After an initial assignment in Geneva, Switzerland, Quarles was posted to Tehran. As the hostage crisis unfolded, Quarles was prepared to defend the embassy, but was instructed by his superiors to stand down.

Following his release, Quarles left the military and joined the District of Columbia Police Department. He met his future wife at the Policeman’s Ball in 1985. They now have two grown daughters whom they also instilled a passion for learning.

Quarles eventually retired from the police department, and then was forced to retire from a second career with the federal government because he was diagnosed with kidney disease in 2009 and put on dialysis. He is now recovering from a kidney transplant that was performed in May.
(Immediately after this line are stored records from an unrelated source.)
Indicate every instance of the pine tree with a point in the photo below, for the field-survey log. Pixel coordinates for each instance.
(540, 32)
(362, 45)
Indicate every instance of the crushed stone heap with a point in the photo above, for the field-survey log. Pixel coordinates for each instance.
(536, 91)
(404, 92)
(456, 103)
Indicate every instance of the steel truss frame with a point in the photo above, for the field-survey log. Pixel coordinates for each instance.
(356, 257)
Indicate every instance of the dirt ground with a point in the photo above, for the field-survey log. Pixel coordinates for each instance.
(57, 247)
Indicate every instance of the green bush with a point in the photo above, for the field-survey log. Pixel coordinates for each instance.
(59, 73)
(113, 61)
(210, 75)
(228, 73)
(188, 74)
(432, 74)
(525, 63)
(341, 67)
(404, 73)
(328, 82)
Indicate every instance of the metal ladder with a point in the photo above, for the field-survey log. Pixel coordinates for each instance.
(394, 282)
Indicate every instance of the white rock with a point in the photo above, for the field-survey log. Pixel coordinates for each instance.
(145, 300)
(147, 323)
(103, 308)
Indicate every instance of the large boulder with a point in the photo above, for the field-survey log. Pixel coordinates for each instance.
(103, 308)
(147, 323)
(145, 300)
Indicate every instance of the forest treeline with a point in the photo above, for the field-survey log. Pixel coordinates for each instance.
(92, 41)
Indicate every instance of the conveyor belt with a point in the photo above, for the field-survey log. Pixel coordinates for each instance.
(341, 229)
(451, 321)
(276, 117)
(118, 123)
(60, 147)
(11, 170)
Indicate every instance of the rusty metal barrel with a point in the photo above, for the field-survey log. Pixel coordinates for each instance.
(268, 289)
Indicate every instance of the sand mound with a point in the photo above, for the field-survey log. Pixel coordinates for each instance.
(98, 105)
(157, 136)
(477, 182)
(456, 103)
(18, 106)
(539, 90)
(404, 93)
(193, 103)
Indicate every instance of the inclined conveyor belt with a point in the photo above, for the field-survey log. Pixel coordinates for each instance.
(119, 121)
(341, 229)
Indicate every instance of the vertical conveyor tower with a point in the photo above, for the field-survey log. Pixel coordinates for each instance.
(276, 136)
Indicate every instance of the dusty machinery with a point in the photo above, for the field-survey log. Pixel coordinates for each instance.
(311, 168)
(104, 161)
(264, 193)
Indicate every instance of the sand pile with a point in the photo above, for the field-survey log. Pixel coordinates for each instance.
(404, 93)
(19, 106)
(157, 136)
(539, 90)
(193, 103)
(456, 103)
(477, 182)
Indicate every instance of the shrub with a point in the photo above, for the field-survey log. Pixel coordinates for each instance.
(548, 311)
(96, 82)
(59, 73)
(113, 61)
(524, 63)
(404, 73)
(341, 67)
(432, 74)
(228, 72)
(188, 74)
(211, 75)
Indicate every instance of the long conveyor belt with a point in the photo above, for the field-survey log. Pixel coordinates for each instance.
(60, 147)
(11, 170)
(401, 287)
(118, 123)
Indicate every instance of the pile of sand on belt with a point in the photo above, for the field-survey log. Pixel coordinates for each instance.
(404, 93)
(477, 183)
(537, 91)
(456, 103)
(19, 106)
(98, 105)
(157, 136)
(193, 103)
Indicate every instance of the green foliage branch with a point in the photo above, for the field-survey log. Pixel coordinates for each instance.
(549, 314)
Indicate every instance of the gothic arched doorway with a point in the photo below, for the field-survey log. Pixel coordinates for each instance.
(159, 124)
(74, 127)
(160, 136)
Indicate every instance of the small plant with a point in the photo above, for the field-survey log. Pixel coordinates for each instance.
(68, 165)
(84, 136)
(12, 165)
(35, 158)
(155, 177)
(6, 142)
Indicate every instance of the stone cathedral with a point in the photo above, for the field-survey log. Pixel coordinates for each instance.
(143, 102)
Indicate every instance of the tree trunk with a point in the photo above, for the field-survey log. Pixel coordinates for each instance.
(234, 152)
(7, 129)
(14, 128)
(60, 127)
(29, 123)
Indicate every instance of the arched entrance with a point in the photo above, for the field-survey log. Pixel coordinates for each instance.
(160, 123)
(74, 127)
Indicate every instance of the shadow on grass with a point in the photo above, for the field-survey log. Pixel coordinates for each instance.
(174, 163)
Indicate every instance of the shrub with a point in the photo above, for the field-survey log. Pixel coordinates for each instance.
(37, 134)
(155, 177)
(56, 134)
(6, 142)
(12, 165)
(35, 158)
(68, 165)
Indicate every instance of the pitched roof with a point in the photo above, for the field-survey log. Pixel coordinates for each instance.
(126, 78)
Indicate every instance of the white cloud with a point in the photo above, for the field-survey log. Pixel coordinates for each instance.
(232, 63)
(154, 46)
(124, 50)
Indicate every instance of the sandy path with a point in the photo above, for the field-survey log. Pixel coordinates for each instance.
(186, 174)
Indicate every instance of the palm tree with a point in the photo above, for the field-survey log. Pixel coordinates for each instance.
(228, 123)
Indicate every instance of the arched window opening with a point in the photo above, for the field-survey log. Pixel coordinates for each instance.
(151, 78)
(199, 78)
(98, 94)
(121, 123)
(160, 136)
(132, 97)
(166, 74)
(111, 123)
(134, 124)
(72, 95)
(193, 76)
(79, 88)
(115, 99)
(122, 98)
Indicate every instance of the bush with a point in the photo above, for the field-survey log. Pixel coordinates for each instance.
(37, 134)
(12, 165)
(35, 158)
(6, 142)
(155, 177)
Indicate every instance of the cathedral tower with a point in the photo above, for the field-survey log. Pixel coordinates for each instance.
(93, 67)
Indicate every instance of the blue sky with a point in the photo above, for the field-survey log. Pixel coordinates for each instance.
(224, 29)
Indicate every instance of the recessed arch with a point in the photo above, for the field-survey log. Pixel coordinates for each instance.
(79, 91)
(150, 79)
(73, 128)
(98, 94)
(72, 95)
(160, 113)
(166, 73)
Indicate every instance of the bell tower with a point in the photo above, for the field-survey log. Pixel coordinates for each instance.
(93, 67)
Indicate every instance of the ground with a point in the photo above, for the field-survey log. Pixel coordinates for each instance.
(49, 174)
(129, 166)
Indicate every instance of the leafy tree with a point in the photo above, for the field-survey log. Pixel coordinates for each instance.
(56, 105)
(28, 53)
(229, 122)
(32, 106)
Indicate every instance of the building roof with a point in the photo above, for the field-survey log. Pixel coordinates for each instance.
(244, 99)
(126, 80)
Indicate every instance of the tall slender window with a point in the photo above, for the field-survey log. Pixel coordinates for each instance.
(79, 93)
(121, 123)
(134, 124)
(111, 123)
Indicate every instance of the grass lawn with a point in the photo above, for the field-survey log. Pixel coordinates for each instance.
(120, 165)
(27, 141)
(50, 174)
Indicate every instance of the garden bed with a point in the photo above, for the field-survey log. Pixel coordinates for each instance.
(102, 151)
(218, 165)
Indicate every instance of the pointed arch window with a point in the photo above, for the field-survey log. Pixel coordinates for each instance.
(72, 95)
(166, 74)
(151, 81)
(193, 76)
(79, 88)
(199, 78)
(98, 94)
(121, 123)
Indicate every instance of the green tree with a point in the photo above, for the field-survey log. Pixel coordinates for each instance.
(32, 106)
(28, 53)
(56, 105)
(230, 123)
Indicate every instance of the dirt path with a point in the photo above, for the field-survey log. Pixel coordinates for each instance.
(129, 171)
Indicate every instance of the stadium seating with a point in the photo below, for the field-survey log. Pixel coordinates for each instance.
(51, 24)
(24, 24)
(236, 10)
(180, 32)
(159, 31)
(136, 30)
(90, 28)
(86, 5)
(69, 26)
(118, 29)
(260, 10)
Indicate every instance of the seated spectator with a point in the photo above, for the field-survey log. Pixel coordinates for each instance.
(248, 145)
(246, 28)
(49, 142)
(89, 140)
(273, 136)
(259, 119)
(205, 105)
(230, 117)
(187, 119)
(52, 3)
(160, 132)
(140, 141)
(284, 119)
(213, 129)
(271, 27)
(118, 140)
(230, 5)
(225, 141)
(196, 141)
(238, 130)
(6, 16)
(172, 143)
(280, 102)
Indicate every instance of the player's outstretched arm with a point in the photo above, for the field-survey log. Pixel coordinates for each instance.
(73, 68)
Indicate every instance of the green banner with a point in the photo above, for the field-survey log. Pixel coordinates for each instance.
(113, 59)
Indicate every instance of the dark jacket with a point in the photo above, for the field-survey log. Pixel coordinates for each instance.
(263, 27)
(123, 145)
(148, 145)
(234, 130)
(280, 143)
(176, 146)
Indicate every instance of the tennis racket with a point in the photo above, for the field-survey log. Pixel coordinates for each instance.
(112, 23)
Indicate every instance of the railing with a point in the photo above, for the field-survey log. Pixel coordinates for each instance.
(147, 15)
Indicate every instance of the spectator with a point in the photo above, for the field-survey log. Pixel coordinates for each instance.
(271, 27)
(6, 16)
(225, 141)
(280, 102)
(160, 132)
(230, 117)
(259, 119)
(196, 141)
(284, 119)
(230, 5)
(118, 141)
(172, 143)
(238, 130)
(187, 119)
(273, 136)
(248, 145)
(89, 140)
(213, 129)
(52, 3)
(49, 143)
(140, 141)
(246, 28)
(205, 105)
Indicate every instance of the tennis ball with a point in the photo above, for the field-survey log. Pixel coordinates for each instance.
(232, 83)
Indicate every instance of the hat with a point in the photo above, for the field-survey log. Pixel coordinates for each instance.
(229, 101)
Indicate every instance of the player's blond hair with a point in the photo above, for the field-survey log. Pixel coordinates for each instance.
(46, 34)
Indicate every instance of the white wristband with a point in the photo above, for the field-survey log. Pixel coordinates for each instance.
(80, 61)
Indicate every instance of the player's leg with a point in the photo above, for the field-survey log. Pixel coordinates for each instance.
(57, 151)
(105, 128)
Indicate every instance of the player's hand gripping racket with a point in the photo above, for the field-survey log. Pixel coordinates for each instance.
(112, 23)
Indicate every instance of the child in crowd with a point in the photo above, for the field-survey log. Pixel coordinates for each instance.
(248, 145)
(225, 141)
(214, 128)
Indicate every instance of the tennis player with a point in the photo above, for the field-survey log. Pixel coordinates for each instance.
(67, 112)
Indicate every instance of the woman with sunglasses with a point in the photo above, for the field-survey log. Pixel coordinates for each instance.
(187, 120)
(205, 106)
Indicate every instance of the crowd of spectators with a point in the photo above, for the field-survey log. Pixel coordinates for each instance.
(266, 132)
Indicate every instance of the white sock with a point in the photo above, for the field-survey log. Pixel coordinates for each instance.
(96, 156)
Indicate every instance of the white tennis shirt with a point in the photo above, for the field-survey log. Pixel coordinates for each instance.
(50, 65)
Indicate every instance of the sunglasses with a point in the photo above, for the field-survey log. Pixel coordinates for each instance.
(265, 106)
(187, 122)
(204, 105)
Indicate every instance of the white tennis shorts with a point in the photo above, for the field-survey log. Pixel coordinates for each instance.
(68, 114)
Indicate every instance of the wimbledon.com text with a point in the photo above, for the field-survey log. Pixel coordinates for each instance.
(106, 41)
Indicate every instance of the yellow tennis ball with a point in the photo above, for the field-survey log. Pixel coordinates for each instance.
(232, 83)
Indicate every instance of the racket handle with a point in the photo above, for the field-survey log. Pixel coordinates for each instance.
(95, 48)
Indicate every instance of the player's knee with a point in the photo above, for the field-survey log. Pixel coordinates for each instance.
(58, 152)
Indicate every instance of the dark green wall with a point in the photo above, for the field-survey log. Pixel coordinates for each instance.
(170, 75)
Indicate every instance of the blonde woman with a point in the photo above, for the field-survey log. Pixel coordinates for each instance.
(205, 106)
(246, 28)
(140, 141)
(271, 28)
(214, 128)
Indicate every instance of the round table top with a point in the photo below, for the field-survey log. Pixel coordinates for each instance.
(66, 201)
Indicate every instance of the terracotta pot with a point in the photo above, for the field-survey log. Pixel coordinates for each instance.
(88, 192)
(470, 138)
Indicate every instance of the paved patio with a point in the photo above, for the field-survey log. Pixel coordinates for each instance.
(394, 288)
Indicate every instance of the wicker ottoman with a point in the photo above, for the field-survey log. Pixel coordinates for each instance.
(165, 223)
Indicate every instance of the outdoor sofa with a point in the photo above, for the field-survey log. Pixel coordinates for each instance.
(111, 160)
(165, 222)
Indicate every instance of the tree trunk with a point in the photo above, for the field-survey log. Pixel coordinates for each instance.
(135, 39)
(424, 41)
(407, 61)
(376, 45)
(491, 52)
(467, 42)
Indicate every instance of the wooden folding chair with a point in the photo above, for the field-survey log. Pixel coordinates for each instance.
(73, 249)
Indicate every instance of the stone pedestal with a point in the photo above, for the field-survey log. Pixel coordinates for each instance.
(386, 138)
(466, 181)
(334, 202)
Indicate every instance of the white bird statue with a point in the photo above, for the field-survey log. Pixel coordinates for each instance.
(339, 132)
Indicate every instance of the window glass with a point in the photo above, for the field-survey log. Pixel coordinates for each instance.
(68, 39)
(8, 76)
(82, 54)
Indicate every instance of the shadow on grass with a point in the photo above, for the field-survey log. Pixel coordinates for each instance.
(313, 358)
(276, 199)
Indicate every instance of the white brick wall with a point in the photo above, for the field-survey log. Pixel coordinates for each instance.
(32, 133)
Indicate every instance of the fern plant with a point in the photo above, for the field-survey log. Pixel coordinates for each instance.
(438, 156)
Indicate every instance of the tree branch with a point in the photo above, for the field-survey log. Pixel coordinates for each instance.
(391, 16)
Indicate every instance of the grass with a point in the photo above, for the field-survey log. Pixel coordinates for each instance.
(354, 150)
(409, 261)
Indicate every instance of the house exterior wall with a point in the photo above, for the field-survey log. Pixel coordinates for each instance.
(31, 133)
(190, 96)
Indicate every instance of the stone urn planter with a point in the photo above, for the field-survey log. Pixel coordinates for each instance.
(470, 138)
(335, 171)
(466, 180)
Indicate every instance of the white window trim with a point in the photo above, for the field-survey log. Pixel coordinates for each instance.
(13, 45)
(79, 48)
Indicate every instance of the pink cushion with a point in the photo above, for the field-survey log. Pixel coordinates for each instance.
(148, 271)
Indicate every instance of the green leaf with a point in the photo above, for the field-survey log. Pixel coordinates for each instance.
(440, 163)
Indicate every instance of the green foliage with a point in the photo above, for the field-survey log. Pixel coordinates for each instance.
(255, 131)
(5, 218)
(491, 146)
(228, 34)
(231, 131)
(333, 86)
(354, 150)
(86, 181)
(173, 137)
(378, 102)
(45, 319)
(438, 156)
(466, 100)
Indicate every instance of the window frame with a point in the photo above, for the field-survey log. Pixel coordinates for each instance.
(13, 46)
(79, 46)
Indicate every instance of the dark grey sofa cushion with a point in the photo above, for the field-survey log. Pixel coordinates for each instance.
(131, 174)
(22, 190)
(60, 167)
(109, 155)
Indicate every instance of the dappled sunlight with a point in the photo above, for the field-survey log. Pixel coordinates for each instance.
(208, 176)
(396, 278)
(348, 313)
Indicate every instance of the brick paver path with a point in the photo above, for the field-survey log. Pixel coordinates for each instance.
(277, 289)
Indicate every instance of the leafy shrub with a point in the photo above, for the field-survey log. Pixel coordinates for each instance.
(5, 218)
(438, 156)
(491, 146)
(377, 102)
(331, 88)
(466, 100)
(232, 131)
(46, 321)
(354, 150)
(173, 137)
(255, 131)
Remarkably, Quarles’s physical setbacks have not deterred him from seeking further education. He hopes to earn a master’s degree by this time next year and to go on to pursue a doctorate in management from UMGC, eventually launching a third career in education, teaching law enforcement officials about hostage-taking, kidnapping and terrorism.

“It’s never too late to pursue education,” said Quarles. “There are no restraints on us because of the choices we may have made in the past. We have to keep moving forward and getting better.”

UMGC Scholarships

UMGC awarded more than $4 million in scholarships to nearly 5500 students. The scholarships are supported by institutional funds from UMGC, corporations, organizations, and individual donors and alumni.